MUMBAI: In a significant move to try and combat rising interest rates, the government has restored interest payments on the bank balances that commercial banks need to keep with the Reserve Bank of India (RBI). The level of this cash reserve, stipulated by RBI from time to time, is the cash reserve ratio (CRR).
This has been done with a view that the banks would then pass on some of that interest benefit to their consumers, both individuals as well as corporations, thus reducing borrowing costs, a finance ministry official, who did not want to be named, told Mint.
But the move is unlikely to pay off unless the RBI plays along. Sources close to the central bank, who didn’t want to be named, said the bank would not pay interest on the CRR balance as it believes the payment is no longer mandatory.
Banks are required to keep 5.5% of their deposit liabilities with the central bank as a cash reserve.
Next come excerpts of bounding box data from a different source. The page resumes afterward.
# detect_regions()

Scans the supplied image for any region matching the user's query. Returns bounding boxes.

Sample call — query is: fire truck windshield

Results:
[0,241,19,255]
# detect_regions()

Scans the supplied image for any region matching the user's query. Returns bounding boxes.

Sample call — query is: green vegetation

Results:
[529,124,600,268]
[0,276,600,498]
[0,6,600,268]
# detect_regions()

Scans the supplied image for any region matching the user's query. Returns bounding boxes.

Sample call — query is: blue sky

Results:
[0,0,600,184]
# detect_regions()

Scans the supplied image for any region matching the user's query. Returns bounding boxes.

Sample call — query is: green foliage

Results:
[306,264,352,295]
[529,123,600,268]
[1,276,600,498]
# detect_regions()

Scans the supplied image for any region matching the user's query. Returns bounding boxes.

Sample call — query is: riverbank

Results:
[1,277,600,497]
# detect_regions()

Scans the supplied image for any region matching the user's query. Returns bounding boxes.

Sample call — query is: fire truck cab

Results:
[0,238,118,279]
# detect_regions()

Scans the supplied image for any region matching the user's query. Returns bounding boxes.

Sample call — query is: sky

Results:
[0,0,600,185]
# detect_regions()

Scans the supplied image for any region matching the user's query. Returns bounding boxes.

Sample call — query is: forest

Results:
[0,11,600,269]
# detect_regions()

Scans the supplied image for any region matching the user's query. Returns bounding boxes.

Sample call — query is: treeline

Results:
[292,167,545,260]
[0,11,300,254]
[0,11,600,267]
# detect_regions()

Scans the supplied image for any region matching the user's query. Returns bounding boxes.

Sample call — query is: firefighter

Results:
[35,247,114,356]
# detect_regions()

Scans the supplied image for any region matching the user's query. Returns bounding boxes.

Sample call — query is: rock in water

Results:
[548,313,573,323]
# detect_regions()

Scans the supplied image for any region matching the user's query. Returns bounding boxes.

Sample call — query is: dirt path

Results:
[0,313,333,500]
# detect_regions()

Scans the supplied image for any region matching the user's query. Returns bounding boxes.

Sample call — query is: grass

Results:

Under the law, however, the minimum cash balance to be kept with RBI is 3% and banks earn interest over and above this. This means that they are eligible to earn interest on the additional 2.5% of their cash reserves parked with RBI.
Until last June, the commercial banks were earning a 3.5% interest rate on that part of the cash reserve above 3% kept with RBI.
But the government amended the Reserve Bank of India Act in June and abolished the 3% minimum cash balance floor as well as the provision of interest payment on the remaining cash balance.
However, on 9 January, while formally notifying the amendment, a process by which the amendment comes into effect, the government quietly dropped the relevant section of the Act that deals with CRR. So, according to the government, the 3% floor of CRR stays as does the provision for interest payment on the remaining cash balances kept with RBI.
Prima facie, the government’s decision could boost the banks’ interest income and thus profitability. Finance ministry sources say the change in thinking was spurred by the idea that consumers will benefit as banks will likely pass on some of the interest income to their own borrowers.
The banking system has a deposit base of about Rs24,00,000 crore. At a 3.5% interest rate on the deposits—Rs60,000 crore will be eligible for interest—the banking industry will earn more than Rs2,000 crore interest on their cash balance kept with RBI.
“This will not make a huge impact on their balance-sheet, but certainly give them a cushion while pricing their loans,” said a source familiar with the matter.
According to sources, the government wanted to abolish the floor for CRR, but never wanted to deny payment of interest to the banks. Since the amended RBI Act did both, the government had no option but to use its discretion to drop the whole item while notifying the amended Act. As a result, until such time the government notifies the amendment specifically in relation to cash reserve ratio, the 3% floor for CRR and the provision for interest payment will remain. “We are not in a hurry to notify that,” finance ministry sources said.
The RBI, however, has not been in favour of paying any interest on cash balances as it feels that the interest payments release part of the cash balance that is kept with the central bank. The RBI is of the opinion that this process actually reduces the effectiveness of CRR, which is being used by the bank as a monetary management tool.
Traditionally, RBI raises the cash reserve requirement to tighten the monetary policy. In December, RBI hiked banks’ CRR from 5% to 5.5% and sucked out Rs13,000 crore from the banking system.
With RBI privately baulking, officials at the finance ministry are questioning the central bank’s logic.
“On what basis can the central bank stop interest payment? Even if it wants to tighten liquidity now, what about interest payment for the cash balance kept last year between June and December?” asked the finance ministry official.
An RBI spokesperson did not comment on the matter.
RBI has been paying interest on the additional cash balances (beyond the minimum 3%) since 1973.
According to the terms of Section 42(1) of the RBI Act, RBI could prescribe cash balance for banks between 3% and 20% of their deposits. The cash balance has all along been viewed as a punitive tax on the banking system, adversely impacting the profitability of banks.